僅かながらでも興味を持って下さり、ありがとうございます。

 とても、とても好き――……。


 アキトがそう言うと、私は俯いてしまった。その言葉を口にする時のアキトの表情があまりにも優しくて、目をそらさなければ虚しくていたたまれなかったからだ。別人みたいに見えて怖かった。

 俯いた私を気にするでもなく、アキトは遠くを見据えていた。アキトはもう、自分とは違う方向を見ている。自分はただ、アキトの視界から段々遠のいていくばかり……。

「次は、いつ帰ってくる?」

「さぁ……。同じ風が、この場所にまた吹く時、かな」

「何、それ」

 空を映したアキトの瞳。

 ……嗚呼、もう止められないのだ。

「ケガ、しないで」

「ナナの声があれば大丈夫。あとは愛していると言ってくれれば完璧なんだけどな」

 アキトの右手には、彼の友人が渡したテープが握られていた。以前の感謝祭でたまたま私が歌を披露した時のものだ。

「……冗談ばかり言わないでよ」

 例え冗談でも、彼の言葉は私を大きく揺さぶる。ほんの些細な一言でも。

 しかしそれをわかっていて、傷つくと知っていて、私はアキトに聞くのだ。『飛ぶのが好き? 』と……。

 私の言葉はどれほどアキトの心に響くのだろう。

 アキトは機体に乗り込もうと梯子に手をかけた。

「ごめん。でも、本当だ。支えになる。君が、君の声がいつも側にあるなら、僕は多分本当に『風』のように飛べる気がする」

 それだけ言ってさっさと操縦席に乗り込んでしまう。

 私が馬鹿な女であれば、この歯の浮くような口説き文句に胸を高鳴らせ、幸福そうに笑えていたかもしれない。生憎、私はそんなに単純ではない。声じゃなくて、愛じゃなくて、私自身が貴方に届けばいいのに――……

 だから言わない。
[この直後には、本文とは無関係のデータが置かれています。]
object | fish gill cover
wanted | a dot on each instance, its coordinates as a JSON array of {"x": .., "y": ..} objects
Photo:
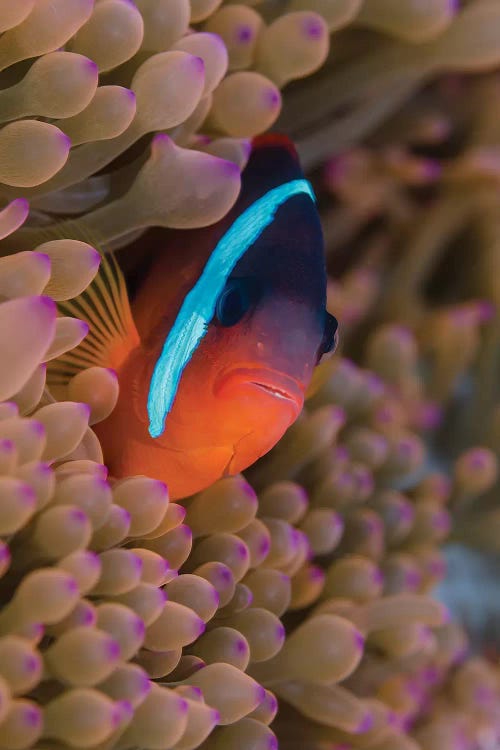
[{"x": 301, "y": 596}]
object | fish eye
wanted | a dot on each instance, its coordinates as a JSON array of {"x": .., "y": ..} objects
[
  {"x": 234, "y": 302},
  {"x": 330, "y": 336}
]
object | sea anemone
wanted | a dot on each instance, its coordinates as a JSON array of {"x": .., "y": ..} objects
[{"x": 301, "y": 595}]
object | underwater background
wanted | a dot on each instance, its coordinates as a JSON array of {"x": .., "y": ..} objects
[{"x": 343, "y": 593}]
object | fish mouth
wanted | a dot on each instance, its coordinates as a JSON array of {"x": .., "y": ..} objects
[{"x": 273, "y": 383}]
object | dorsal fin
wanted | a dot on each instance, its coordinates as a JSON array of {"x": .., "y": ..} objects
[{"x": 105, "y": 307}]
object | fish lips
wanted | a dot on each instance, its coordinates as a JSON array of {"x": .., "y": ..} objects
[{"x": 265, "y": 381}]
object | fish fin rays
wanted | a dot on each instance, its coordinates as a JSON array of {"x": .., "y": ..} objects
[{"x": 105, "y": 307}]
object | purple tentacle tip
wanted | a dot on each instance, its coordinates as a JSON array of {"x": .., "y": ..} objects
[
  {"x": 198, "y": 64},
  {"x": 31, "y": 664},
  {"x": 91, "y": 65},
  {"x": 112, "y": 650},
  {"x": 78, "y": 515},
  {"x": 365, "y": 724},
  {"x": 240, "y": 646},
  {"x": 244, "y": 34},
  {"x": 272, "y": 98},
  {"x": 32, "y": 716},
  {"x": 359, "y": 640},
  {"x": 139, "y": 628}
]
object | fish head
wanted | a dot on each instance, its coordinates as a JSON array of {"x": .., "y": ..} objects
[{"x": 245, "y": 381}]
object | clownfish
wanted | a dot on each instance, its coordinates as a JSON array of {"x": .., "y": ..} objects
[{"x": 217, "y": 348}]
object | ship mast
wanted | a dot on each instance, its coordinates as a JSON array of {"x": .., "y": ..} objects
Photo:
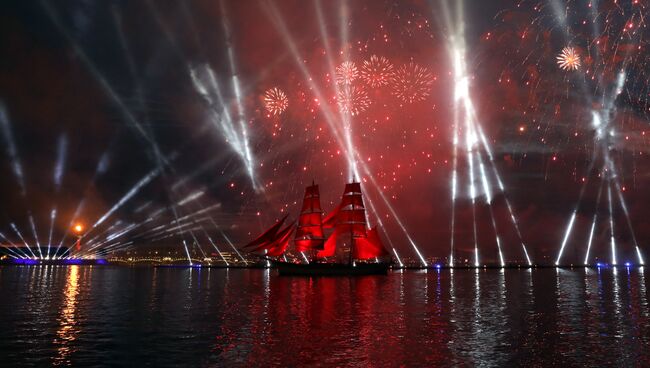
[
  {"x": 309, "y": 234},
  {"x": 353, "y": 215}
]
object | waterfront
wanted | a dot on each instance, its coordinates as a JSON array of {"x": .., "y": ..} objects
[{"x": 83, "y": 315}]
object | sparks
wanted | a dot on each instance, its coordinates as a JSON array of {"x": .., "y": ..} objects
[
  {"x": 377, "y": 71},
  {"x": 346, "y": 73},
  {"x": 275, "y": 101},
  {"x": 353, "y": 100},
  {"x": 412, "y": 83},
  {"x": 569, "y": 59}
]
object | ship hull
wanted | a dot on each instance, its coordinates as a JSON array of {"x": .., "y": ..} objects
[{"x": 330, "y": 269}]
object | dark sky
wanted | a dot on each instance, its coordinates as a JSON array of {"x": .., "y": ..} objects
[{"x": 110, "y": 93}]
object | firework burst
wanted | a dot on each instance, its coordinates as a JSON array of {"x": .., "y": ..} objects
[
  {"x": 377, "y": 71},
  {"x": 346, "y": 73},
  {"x": 569, "y": 59},
  {"x": 412, "y": 83},
  {"x": 352, "y": 100},
  {"x": 275, "y": 101}
]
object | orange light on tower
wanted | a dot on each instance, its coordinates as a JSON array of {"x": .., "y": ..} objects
[{"x": 78, "y": 230}]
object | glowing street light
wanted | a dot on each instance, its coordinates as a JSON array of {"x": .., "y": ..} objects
[{"x": 78, "y": 230}]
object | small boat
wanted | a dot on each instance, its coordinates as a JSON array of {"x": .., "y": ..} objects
[{"x": 350, "y": 247}]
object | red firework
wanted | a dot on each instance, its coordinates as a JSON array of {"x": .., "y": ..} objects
[
  {"x": 377, "y": 71},
  {"x": 412, "y": 83},
  {"x": 275, "y": 101},
  {"x": 352, "y": 100},
  {"x": 346, "y": 73}
]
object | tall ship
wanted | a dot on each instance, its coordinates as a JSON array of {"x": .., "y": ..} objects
[{"x": 338, "y": 244}]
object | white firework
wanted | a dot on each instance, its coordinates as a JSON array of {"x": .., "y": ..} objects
[
  {"x": 346, "y": 73},
  {"x": 377, "y": 71},
  {"x": 275, "y": 101},
  {"x": 352, "y": 100},
  {"x": 569, "y": 59},
  {"x": 412, "y": 83}
]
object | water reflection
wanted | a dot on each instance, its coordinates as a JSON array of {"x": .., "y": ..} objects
[
  {"x": 68, "y": 325},
  {"x": 183, "y": 317}
]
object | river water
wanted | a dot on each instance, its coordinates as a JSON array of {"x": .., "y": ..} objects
[{"x": 121, "y": 316}]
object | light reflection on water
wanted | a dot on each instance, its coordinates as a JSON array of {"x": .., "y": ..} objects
[
  {"x": 68, "y": 329},
  {"x": 81, "y": 315}
]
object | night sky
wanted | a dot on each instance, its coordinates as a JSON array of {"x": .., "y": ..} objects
[{"x": 97, "y": 97}]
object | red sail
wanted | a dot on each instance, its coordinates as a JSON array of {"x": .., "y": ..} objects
[
  {"x": 268, "y": 236},
  {"x": 309, "y": 234},
  {"x": 370, "y": 247},
  {"x": 330, "y": 220},
  {"x": 279, "y": 246},
  {"x": 329, "y": 247}
]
愛しているなんて。

「そんなものなくても、私は始めから、アンタのものよ」

 唸るようなエンジン音にかき消された告白。

 心が裂かれたように痛い。

 私は笑った。精いっぱい口角をあげて。

 アキトの耳には、聞こえただろうか。

 風が吹く。

 鋼の鳥が、紅の空に美しい弧を描いた。


最後まで読んでいただき、ありがとうございます。とても短い話ですが、気になったところなどありましたらお教え頂けると嬉しいです。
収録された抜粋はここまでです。